Mythos Report Released: Billions of Devices Worldwide Exposed, 10,000 Critical Vulnerabilities Uncovered in 30 Days

marsbitPublished on 2026-05-25Last updated on 2026-05-25

Abstract

The first report from Anthropic's "Project Glasswing" reveals staggering results from its secret initiative using the next-generation AI model, Claude Mythos Preview. In just 30 days, collaborating with roughly 50 global tech giants and critical infrastructure developers, Mythos identified over 10,000 high or critical-severity software vulnerabilities. It demonstrated an extremely low false-positive rate, even outperforming human experts, and successfully intercepted a $1.5 million bank fraud in progress. Key findings include uncovering 2,000 bugs in Cloudflare's core systems, fixing 271 critical vulnerabilities in Firefox 150 (ten times more than previous methods), and discovering a 27-year-old hidden bug in OpenBSD's codebase. The AI even autonomously constructed full attack chains for some exploits. Mythos also scanned over 1,000 essential open-source projects, identifying 23,019 total vulnerabilities, with 6,202 rated high/critical by the AI. Independent verification confirmed a 90.6% true-positive rate, validating 1,094 severe vulnerabilities. A critical case involved wolfSSL, a cryptography library used by billions of devices, where Mythos found a flaw allowing perfect digital certificate forgery. This unprecedented discovery speed has created a new crisis: human developers are overwhelmed and cannot patch vulnerabilities fast enough. In response, Anthropic is rolling out defensive tools like "Claude Security" to auto-generate patches and releasing frameworks to help ...

A's Project Glasswing Achieves Initial Success: Mythos Uncovers 10,000 Critical Vulnerabilities in 30 Days, Even Intercepts $1.5M in Wire Fraud! Facing a Blizzard of Reports, Human Programmers Plead for Mercy: "Stop Finding Them! We Can't Possibly Fix Them All!"

Just now, Anthropic released another piece of news that has shocked the global tech and security circles.

The first-month battle report for "Project Glasswing" has been officially announced!

In this secret operation, Anthropic deployed its next-generation top-tier large language model—Claude Mythos Preview—for the first time.

In just 30 days, partnering with about 50 global internet giants and critical infrastructure software developers, it unearthed over 10,000 high-risk or critical-level software vulnerabilities in one go!

Even more terrifying, it can not only find vulnerabilities but also automatically construct "end-to-end" attack chains.

In a real business scenario at a partner bank, it even successfully intercepted a $1.5 million wire fraud attempt!

Instantly, the entire security community was thoroughly shaken.

Some security experts even exclaimed in despair on X: "The foundation of the internet has been turned upside down by AI... We might really be done for!"

The Crazy 30 Days

Global Tech Giants Experience Firsthand: How Terrifying is Mythos?

In April 2026, Anthropic secretly launched Project Glasswing. The name symbolizes the hope of making the world's most important closed-source and open-source software transparent and secure.

The first batch to join the plan comprised about 50 critical infrastructure software developers.

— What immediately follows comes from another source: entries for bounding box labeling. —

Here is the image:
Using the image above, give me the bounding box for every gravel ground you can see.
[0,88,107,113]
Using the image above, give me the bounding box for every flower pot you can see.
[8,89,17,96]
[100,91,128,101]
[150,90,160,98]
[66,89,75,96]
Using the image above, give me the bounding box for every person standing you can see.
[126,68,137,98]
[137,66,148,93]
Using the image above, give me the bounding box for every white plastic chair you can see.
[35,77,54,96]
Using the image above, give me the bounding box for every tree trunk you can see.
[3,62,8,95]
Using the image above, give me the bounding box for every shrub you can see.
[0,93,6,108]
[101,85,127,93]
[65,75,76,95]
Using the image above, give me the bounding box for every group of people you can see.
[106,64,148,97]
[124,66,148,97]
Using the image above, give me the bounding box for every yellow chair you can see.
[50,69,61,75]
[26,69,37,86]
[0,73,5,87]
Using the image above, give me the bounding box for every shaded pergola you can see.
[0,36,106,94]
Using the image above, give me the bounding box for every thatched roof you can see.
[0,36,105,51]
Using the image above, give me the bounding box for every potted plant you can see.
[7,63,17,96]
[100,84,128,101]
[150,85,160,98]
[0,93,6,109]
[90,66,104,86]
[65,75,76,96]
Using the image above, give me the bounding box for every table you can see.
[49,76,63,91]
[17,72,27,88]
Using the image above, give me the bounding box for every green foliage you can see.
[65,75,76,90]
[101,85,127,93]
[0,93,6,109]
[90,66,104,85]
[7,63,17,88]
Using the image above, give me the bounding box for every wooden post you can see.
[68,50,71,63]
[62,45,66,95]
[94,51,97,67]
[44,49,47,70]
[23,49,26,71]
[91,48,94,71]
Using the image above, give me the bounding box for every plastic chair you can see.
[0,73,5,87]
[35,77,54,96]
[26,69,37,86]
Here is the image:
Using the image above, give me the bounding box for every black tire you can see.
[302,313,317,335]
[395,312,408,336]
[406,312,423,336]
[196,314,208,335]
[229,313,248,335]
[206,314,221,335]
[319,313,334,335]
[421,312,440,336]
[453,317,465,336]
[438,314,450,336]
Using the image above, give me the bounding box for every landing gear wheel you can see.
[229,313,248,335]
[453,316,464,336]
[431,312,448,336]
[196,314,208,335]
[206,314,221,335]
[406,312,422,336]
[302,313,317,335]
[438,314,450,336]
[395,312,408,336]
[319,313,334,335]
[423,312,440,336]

After they gained testing access to Claude Mythos Preview, within just one month, the entire industry's worldview was shattered.

Let's look at this dazzling battle report—

Cloudflare reported that in their extremely critical core-path systems, Mythos dug up 2000 vulnerabilities in one go! Among them, 400 were high-risk or critical-level.

Even more outrageous, Cloudflare's security team exclaimed: This AI's false-positive rate is even lower than that of top-tier human security testers.

In the testing of Mozilla's latest Firefox 150 browser, Mythos fixed 271 high-risk vulnerabilities in one go.

This number is over 10 times the vulnerabilities previously found using Opus 4.6 in Firefox version 148!

OpenBSD's reported results are downright spine-chilling: Mythos unearthed a bug hidden in the OpenBSD codebase for a full 27 years!

Moreover, the model didn't even need human intervention; it constructed a complete vulnerability exploitation chain itself.

The UK AI Safety Institute offered official endorsement. They confirmed that Mythos Preview is the world's first AI model capable of end-to-end, fully compromising the double-network test environment they set up.

In practical defense, Mythos also demonstrated its prowess.

At a partner bank, a hacker group had successfully infiltrated a client's email and used AI voice-cloning technology to make a fraudulent call.

At the critical moment when the $1.5 million wire transfer was about to be sent, the Mythos model, through real-time analysis of the abnormal behavior chain, instantly saw through the scam and forcibly blocked the transaction!

"We human security experts look like primitives holding spears, watching an F-22 fighter jet fly overhead," a security researcher participating in the internal testing lamented on X.

Billions of Exposed Devices Worldwide Saved by Mythos!

However, Mythos also triggered a productivity crisis.

In the past, the core bottleneck in cybersecurity was discovering vulnerabilities. Finding a high-risk zero-day vulnerability could take top white-hat hackers weeks or even months.

Now, Claude Mythos has driven the cost and time of finding vulnerabilities to "infinitely close to zero."

Anthropic used it to scan over 1,000 core open-source projects underpinning the global internet. The results are hair-raising—

A total of 23,019 vulnerabilities were discovered, including 6,202 high-risk or critical vulnerabilities assessed by Mythos!

To ensure it wasn't the AI "rambling," Anthropic collaborated with six globally renowned independent security research firms for manual cross-verification.

The result proved: The AI's true positive rate (i.e., the vulnerability actually exists) was as high as 90.6%! Ultimately, 1,094 were confirmed as undeniable high-risk or critical vulnerabilities.

Open-source vulnerability dashboard, showing vulnerabilities of all severity levels

Here, an extremely typical case must be mentioned—wolfSSL.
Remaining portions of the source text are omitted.